Figure 5.. High mtp53 expression correlates with high PARP expression in TNBC of patients of African Ancestry.

(A) Dot plot diagram showed IHC staining of p53 score (immunoreactive score: IRS) in tissue microarray (TMA) from Basal-like, Luminal A, Luminal B and Her2+/ER− subtype of breast cancer patients. The immunoreactive score (IRS) was calculated as shown in the table. (B) Correlation heatmap of p53 and PARP expression level (IRS) of 138 breast cancer patients. Each column of the data represents either p53 IRS or PARP IRS and each row represents one patient sample. Samples are ordered according to the p53 IRS level. The correlation of p53 and PARP was further analyzed using the Person correlation. y-axis presents the IRS of PARP and x-axis presents the IRS of p53. (C) Dot plot diagram showed IHC staining of PARP1 score in tissue microarray (TMA) from Basel-like and Luminal A subtype of breast cancer grouped by p53 level and ethic group (AA or white). (D) Representative images at 100x magnification of PARP and p53 staining. Intensity categories: no staining (0), mild staining (1), moderate staining (2) and intense staining (3). Scale bar: 50 um. The immunoreactive score (IRS) is a product of multiplication between percentage of positive cells score (0–4) and intensity of staining score (0–3). *P < 0.05, **P < 0.01, ***P <0.001.

Figure 6.. Specific uptake of Cy5p53Tet in high levels of mtp53 breast cancer organoids.
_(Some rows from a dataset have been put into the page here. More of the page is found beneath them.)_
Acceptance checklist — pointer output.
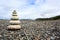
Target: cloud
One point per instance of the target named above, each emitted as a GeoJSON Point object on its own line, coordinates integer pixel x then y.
{"type": "Point", "coordinates": [30, 9]}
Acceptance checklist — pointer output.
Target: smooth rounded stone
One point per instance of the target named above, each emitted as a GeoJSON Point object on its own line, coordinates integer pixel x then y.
{"type": "Point", "coordinates": [0, 35]}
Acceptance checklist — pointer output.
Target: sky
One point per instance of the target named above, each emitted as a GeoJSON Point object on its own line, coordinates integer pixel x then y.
{"type": "Point", "coordinates": [29, 9]}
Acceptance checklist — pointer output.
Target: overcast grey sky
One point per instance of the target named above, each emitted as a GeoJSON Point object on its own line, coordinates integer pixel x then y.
{"type": "Point", "coordinates": [29, 9]}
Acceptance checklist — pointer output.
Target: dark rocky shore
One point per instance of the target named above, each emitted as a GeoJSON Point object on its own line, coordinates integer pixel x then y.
{"type": "Point", "coordinates": [31, 30]}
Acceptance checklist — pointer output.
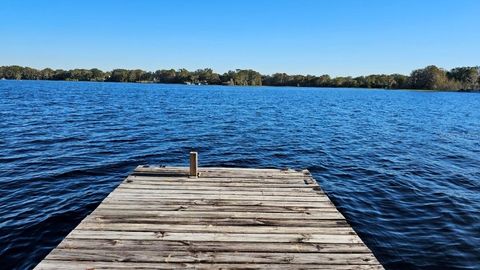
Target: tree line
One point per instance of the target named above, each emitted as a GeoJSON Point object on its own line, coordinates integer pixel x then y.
{"type": "Point", "coordinates": [431, 77]}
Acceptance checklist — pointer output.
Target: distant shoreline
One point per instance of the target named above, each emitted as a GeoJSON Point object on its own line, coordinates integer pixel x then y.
{"type": "Point", "coordinates": [241, 86]}
{"type": "Point", "coordinates": [465, 79]}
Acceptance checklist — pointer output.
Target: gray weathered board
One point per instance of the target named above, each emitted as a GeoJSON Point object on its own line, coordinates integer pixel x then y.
{"type": "Point", "coordinates": [227, 218]}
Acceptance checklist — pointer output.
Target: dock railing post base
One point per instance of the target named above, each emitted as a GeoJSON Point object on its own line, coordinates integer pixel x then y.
{"type": "Point", "coordinates": [193, 164]}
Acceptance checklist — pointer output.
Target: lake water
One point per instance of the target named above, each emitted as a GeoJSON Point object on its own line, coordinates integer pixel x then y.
{"type": "Point", "coordinates": [402, 166]}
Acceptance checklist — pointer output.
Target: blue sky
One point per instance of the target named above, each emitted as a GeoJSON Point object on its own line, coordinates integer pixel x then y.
{"type": "Point", "coordinates": [342, 37]}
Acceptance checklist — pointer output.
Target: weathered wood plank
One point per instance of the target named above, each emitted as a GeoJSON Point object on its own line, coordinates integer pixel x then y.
{"type": "Point", "coordinates": [143, 227]}
{"type": "Point", "coordinates": [214, 202]}
{"type": "Point", "coordinates": [83, 265]}
{"type": "Point", "coordinates": [224, 221]}
{"type": "Point", "coordinates": [213, 257]}
{"type": "Point", "coordinates": [210, 214]}
{"type": "Point", "coordinates": [199, 246]}
{"type": "Point", "coordinates": [153, 195]}
{"type": "Point", "coordinates": [159, 218]}
{"type": "Point", "coordinates": [216, 237]}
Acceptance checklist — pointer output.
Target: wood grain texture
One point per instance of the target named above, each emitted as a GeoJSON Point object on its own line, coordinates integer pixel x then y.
{"type": "Point", "coordinates": [227, 218]}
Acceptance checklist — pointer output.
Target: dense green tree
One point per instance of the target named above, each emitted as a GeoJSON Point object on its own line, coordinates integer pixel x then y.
{"type": "Point", "coordinates": [431, 77]}
{"type": "Point", "coordinates": [468, 77]}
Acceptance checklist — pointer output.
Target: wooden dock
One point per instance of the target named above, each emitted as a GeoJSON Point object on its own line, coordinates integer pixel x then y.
{"type": "Point", "coordinates": [160, 218]}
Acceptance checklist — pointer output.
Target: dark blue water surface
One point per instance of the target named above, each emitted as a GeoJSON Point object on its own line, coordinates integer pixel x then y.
{"type": "Point", "coordinates": [402, 166]}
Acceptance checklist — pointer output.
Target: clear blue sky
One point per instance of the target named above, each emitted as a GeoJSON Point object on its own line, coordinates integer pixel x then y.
{"type": "Point", "coordinates": [340, 37]}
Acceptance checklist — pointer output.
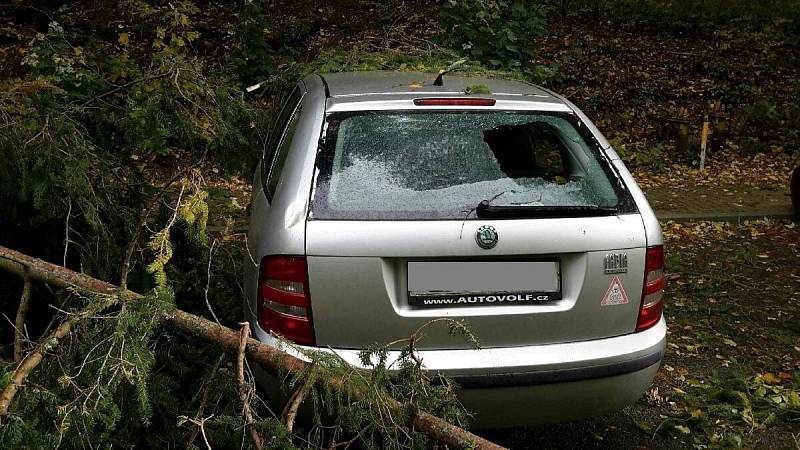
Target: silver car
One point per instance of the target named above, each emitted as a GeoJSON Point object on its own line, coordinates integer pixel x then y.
{"type": "Point", "coordinates": [385, 200]}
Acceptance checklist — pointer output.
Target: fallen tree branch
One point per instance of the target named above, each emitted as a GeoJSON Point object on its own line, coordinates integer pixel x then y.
{"type": "Point", "coordinates": [204, 396]}
{"type": "Point", "coordinates": [294, 403]}
{"type": "Point", "coordinates": [19, 323]}
{"type": "Point", "coordinates": [244, 334]}
{"type": "Point", "coordinates": [51, 341]}
{"type": "Point", "coordinates": [270, 358]}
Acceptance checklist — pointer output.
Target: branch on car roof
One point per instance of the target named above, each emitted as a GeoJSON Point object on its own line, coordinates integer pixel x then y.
{"type": "Point", "coordinates": [270, 358]}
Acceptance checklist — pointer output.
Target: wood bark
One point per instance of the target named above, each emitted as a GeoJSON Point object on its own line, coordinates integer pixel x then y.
{"type": "Point", "coordinates": [19, 323]}
{"type": "Point", "coordinates": [33, 358]}
{"type": "Point", "coordinates": [244, 334]}
{"type": "Point", "coordinates": [271, 359]}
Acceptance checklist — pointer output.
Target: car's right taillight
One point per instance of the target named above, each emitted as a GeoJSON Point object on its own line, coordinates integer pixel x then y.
{"type": "Point", "coordinates": [653, 291]}
{"type": "Point", "coordinates": [284, 305]}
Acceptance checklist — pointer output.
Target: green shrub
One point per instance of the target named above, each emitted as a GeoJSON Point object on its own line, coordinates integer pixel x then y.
{"type": "Point", "coordinates": [498, 33]}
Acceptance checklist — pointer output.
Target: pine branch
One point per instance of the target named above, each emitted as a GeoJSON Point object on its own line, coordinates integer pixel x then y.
{"type": "Point", "coordinates": [125, 86]}
{"type": "Point", "coordinates": [272, 359]}
{"type": "Point", "coordinates": [33, 359]}
{"type": "Point", "coordinates": [22, 311]}
{"type": "Point", "coordinates": [294, 403]}
{"type": "Point", "coordinates": [244, 334]}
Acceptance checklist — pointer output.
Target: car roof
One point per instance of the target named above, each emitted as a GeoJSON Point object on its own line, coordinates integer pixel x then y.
{"type": "Point", "coordinates": [392, 90]}
{"type": "Point", "coordinates": [387, 83]}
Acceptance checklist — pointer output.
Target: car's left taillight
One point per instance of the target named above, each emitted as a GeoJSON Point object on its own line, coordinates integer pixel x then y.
{"type": "Point", "coordinates": [284, 304]}
{"type": "Point", "coordinates": [653, 291]}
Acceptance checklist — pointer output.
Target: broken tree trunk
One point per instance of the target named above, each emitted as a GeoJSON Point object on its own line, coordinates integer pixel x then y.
{"type": "Point", "coordinates": [270, 358]}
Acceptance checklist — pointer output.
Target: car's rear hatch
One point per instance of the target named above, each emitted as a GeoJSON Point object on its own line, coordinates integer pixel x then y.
{"type": "Point", "coordinates": [396, 239]}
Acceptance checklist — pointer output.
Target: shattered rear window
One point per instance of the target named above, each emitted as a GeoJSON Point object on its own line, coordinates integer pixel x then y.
{"type": "Point", "coordinates": [440, 165]}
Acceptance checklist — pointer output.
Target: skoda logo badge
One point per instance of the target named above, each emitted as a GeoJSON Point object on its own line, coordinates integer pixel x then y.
{"type": "Point", "coordinates": [486, 237]}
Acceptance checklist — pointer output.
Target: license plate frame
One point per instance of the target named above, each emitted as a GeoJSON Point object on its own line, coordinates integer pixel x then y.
{"type": "Point", "coordinates": [431, 284]}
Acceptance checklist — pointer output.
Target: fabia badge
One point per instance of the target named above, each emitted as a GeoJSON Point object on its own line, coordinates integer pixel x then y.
{"type": "Point", "coordinates": [615, 263]}
{"type": "Point", "coordinates": [486, 237]}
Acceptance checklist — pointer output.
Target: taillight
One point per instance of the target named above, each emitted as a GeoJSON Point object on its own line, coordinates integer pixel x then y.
{"type": "Point", "coordinates": [653, 290]}
{"type": "Point", "coordinates": [455, 101]}
{"type": "Point", "coordinates": [284, 305]}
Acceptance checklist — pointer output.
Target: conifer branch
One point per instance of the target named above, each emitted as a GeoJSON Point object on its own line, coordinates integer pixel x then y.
{"type": "Point", "coordinates": [51, 341]}
{"type": "Point", "coordinates": [204, 396]}
{"type": "Point", "coordinates": [272, 359]}
{"type": "Point", "coordinates": [294, 403]}
{"type": "Point", "coordinates": [244, 334]}
{"type": "Point", "coordinates": [22, 311]}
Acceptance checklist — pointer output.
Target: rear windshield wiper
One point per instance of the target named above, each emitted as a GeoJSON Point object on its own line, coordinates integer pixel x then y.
{"type": "Point", "coordinates": [486, 210]}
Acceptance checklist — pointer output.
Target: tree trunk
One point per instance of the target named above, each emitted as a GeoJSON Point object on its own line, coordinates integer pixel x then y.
{"type": "Point", "coordinates": [271, 359]}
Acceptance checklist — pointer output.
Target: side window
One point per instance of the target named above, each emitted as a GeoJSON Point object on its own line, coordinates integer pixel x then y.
{"type": "Point", "coordinates": [280, 155]}
{"type": "Point", "coordinates": [277, 133]}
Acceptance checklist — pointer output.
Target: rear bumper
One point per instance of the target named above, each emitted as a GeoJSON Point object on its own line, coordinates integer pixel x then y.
{"type": "Point", "coordinates": [507, 387]}
{"type": "Point", "coordinates": [531, 365]}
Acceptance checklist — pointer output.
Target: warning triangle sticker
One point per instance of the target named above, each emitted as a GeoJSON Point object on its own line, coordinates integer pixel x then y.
{"type": "Point", "coordinates": [615, 295]}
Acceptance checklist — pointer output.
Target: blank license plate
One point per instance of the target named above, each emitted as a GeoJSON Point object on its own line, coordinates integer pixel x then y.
{"type": "Point", "coordinates": [478, 283]}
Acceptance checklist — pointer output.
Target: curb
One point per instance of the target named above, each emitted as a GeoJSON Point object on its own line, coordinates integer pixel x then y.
{"type": "Point", "coordinates": [724, 217]}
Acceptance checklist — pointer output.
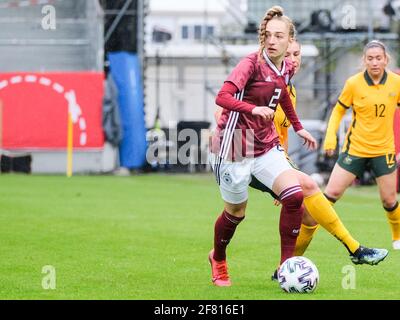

(A) Representative images from high-content imaging analysis of mtp53 PDTO ICSBCS002 (mtp53 R248W) and ICSBCS007 (mtp53 R213 stop) treated with either 500 nM Cy5p53Tet or Cy5scramble peptides for 4 h. Hoechst staining was used to stain the nuclei (Cy5: red; Hoechst: blue). (B) Quantification of Cy5p53Tet and Cy5scramble uptake in ICSBCS002 and ICSBCS007 PDTOs via Operetta High Content Imaging System. (C) Whole cell extracts were prepared from breast cancer PDTO ICSBCS002 and ICSBCS007 treated with either 500 nM Cy5p53Tet or Cy5scramble peptides for 4h. 1 ug of cell extracts was run on 15% polyacrylamide gel and uptake of Cy5p53Tet or Cy5Scramble was examined by scanning the gel using Typhoon FLA 7000 biomolecular imager. Protein levels of p53 and Actin were determined by Western blot analysis. (D) Whole cell extracts were prepared from breast cancer PDTO ICSBCS002 and ICSBCS007. 25 ug of cell extracts were run on 10% polyacrylamide gel and protein levels of p63 and p73 were determined by Western blot analysis. (E) Whole cell extracts were prepared from lung cancer PDTO WCM1550 (mtp53 C135Y) and WCM1712 (wtp53) treated with either 500 nM Cy5p53Tet or Cy5scramble peptides for 3 h. 1 ug of cell extracts was run on 15% polyacrylamide gel and uptake of Cy5p53Tet or Cy5Scramble was examined by scanning the gel using Typhoon FLA 7000 biomolecular imager. Protein levels of p53 and Actin were determined by Western blot analysis.